During Michael's absence she had been down the valley and up the valley and through its hidden ways; she was familiar now with the native life in the camp and with the sights and sounds of Egypt. The flight of a falcon over the Theban hills seemed as familiar to her as the bounding of a wild rabbit on the Suffolk wolds. The desolation of the valley had now become the Spirit of Peace, the Voice of Sympathy. Her jealousy was aroused at the very thought of another woman being admitted into the privacy of the camp. Being a true woman, it gave her intense satisfaction to be the only one, to be the chosen companion of her brother and of Mike.
They were always eager for her companionship. If Freddy did not want her, Mike did; if Mike had work to do which demanded perfect solitude, she felt that Freddy was not sorry. Yet they were all three such good friends that more often than not they played together delightfully childish games. It was nevertheless rather a red-letter day for either of the two men when circumstances so arranged it that Meg had to go off with one of them alone on some excursion which combined business with pleasure.
Margaret, womanlike, loved the nicest of all feelings—"being wanted." She would have liked her life to go on for ever just as it was, her society always desired by two of the dearest men in the world and her days filled with this novel and extraordinary work.

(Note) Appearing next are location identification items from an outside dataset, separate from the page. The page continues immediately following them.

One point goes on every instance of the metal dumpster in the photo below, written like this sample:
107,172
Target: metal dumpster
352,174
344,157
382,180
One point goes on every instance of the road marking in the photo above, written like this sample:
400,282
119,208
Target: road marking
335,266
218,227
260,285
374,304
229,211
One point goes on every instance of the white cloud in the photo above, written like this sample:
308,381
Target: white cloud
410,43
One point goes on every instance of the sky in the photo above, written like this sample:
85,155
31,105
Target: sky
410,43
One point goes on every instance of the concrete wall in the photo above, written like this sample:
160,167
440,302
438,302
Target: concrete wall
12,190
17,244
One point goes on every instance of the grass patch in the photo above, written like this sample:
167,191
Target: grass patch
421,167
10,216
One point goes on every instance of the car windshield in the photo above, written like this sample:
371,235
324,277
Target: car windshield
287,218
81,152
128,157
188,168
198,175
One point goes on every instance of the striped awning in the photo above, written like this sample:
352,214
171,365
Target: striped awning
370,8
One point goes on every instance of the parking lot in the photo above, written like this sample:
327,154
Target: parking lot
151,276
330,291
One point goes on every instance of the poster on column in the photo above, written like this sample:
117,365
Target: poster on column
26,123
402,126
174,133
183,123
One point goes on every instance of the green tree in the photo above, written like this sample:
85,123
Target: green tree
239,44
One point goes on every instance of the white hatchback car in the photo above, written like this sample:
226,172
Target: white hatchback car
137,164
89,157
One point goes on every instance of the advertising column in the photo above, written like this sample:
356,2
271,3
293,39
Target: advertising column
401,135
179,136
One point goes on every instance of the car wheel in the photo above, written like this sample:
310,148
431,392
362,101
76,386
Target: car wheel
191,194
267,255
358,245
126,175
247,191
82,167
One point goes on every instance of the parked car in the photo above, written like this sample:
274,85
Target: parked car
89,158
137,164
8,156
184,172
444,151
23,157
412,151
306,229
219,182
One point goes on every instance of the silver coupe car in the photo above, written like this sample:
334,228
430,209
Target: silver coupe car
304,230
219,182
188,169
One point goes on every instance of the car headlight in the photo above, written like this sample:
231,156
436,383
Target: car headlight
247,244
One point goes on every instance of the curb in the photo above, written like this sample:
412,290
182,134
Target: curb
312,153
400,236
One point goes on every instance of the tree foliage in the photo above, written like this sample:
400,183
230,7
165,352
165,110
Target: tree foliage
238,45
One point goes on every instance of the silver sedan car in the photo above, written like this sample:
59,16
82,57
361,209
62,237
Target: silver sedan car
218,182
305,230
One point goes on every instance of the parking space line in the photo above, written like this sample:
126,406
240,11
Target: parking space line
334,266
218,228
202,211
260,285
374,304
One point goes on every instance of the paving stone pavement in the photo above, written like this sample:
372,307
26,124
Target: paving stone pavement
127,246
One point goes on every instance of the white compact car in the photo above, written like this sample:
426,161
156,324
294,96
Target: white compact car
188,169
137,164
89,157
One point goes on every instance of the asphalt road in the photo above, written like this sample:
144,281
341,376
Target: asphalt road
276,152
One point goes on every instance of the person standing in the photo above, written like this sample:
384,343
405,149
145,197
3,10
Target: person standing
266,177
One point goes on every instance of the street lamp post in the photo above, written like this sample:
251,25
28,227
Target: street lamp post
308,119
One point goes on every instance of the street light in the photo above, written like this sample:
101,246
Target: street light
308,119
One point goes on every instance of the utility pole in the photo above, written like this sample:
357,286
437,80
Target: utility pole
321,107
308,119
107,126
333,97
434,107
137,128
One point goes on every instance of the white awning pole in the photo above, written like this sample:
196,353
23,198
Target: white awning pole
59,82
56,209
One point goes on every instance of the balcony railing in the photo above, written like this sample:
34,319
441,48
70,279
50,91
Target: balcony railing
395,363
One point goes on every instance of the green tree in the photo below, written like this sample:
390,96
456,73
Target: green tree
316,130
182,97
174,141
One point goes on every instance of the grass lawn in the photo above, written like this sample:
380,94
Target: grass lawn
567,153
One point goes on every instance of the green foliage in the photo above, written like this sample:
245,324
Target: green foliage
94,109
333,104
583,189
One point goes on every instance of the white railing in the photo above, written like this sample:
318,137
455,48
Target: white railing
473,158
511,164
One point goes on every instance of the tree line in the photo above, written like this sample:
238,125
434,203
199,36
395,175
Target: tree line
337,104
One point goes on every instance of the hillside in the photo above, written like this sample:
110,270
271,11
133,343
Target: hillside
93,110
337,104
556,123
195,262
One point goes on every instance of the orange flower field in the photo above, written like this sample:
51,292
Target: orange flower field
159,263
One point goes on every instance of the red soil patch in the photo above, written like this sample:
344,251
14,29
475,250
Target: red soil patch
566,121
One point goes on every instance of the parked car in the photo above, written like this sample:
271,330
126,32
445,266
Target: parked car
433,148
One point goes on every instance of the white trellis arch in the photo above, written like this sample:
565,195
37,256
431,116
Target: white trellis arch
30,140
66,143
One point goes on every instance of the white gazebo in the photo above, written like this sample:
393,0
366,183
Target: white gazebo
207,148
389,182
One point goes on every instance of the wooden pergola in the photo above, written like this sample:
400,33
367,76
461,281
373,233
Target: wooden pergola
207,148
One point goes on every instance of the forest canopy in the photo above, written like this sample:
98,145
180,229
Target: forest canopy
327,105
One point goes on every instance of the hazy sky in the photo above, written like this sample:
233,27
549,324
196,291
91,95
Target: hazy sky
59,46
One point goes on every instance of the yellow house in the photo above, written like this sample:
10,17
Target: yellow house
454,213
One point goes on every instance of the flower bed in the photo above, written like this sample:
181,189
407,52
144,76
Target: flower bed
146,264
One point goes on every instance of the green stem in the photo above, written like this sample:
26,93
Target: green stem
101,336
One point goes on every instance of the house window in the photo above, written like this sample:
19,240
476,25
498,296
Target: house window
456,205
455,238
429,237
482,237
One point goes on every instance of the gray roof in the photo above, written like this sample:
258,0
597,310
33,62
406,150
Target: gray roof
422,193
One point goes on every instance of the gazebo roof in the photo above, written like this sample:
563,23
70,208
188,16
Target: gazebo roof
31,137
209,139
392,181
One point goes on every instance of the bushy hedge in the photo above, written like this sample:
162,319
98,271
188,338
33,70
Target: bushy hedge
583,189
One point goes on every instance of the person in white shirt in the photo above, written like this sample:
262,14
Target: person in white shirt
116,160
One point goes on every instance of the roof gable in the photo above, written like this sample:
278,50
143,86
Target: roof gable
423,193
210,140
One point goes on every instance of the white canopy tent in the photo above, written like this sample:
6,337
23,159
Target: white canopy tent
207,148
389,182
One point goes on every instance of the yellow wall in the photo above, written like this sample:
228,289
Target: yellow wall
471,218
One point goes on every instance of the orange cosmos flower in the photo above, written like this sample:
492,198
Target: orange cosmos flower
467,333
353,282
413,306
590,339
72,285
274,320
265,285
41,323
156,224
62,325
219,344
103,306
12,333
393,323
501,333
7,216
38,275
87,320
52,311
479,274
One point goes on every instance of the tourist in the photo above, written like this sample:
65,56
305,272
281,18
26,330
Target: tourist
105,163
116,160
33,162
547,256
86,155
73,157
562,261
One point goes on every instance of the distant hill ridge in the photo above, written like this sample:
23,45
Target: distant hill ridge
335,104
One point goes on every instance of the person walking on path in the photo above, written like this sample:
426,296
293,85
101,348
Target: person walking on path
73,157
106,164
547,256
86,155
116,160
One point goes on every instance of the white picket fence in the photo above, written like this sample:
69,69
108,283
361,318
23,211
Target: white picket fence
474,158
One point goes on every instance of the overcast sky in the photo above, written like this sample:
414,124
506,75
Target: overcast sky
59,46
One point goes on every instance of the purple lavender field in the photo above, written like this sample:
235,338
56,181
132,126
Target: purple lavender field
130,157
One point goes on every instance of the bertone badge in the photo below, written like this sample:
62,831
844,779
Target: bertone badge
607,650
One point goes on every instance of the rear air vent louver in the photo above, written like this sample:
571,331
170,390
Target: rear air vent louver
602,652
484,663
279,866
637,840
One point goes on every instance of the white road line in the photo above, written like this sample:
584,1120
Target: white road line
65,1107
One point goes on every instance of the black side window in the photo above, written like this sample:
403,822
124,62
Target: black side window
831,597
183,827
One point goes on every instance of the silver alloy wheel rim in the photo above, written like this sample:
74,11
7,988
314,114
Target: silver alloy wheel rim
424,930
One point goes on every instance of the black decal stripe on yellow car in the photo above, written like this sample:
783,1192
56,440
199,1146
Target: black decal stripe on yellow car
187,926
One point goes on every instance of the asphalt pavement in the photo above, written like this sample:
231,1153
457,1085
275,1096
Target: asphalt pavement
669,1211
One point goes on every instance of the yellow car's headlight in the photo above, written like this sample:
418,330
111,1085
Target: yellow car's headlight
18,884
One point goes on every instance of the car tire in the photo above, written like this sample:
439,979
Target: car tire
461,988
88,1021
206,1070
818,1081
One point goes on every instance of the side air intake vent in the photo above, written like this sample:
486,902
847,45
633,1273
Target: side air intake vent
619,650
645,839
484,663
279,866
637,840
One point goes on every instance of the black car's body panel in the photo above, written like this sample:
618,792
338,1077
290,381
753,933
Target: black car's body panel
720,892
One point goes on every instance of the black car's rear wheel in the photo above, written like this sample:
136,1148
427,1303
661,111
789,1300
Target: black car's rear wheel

But even in the desert, things do not stand still. If they did, temples could not have been buried and cities lost. So after dinner, when Freddy, like the dear human brother that he was, allowed Michael and Margaret to spend some considerable time alone, the high gods took in hand the affairs of these two human lives, lives which had been well content to rest on their oars and drift with the tide.
Michael had had no prearranged desire to change the conditions of their intimacy. It was beautiful. He had given no thought to himself as Margaret's lover. He had been content to be her partner in that tip-toe dance of expectation and in that state of undeclared devotion which is the life and breath of a woman's existence.
On the evening of his return to the camp he felt a new joy in Margaret's presence. Catching the sound of her voice in her coming and going about their small hut was a delicious assurance of the happiness that was to be his for some days to come. She illuminated the place and vitalized his energies. Yet this deepened pleasure told him nothing—nothing, at any rate, of what the gods had up their sleeves.
They were standing, as they had often stood before, on some high ridge of the desert cliff which overlooked its desolation and immensity. Margaret's face was star-lit; her beauty softened. As Michael gazed at her, he lost himself.
As unexpectedly to Margaret as to himself, his arms enfolded her. He told her that he loved her.
This confession of his feelings for her was so sudden, a thing so far beyond his self-control and so inevitable, that Margaret made no attempt to withstand it. The beauty of it humbled her to silence; the generosity of life and its gift to her bewildered her. Two tears rolled quickly down her cheeks. Michael saw them and loved her all the more tenderly. Absurd tears, when her heart could not contain all her happiness! Meg dived for her handkerchief. Michael captured her hands; he took his own handkerchief and dried her cheeks, while laughter, mingled with weeping, prevented her from speaking.
"I didn't mean to tell you, Meg," he said. "It just came out, as if it wasn't my own self who was speaking."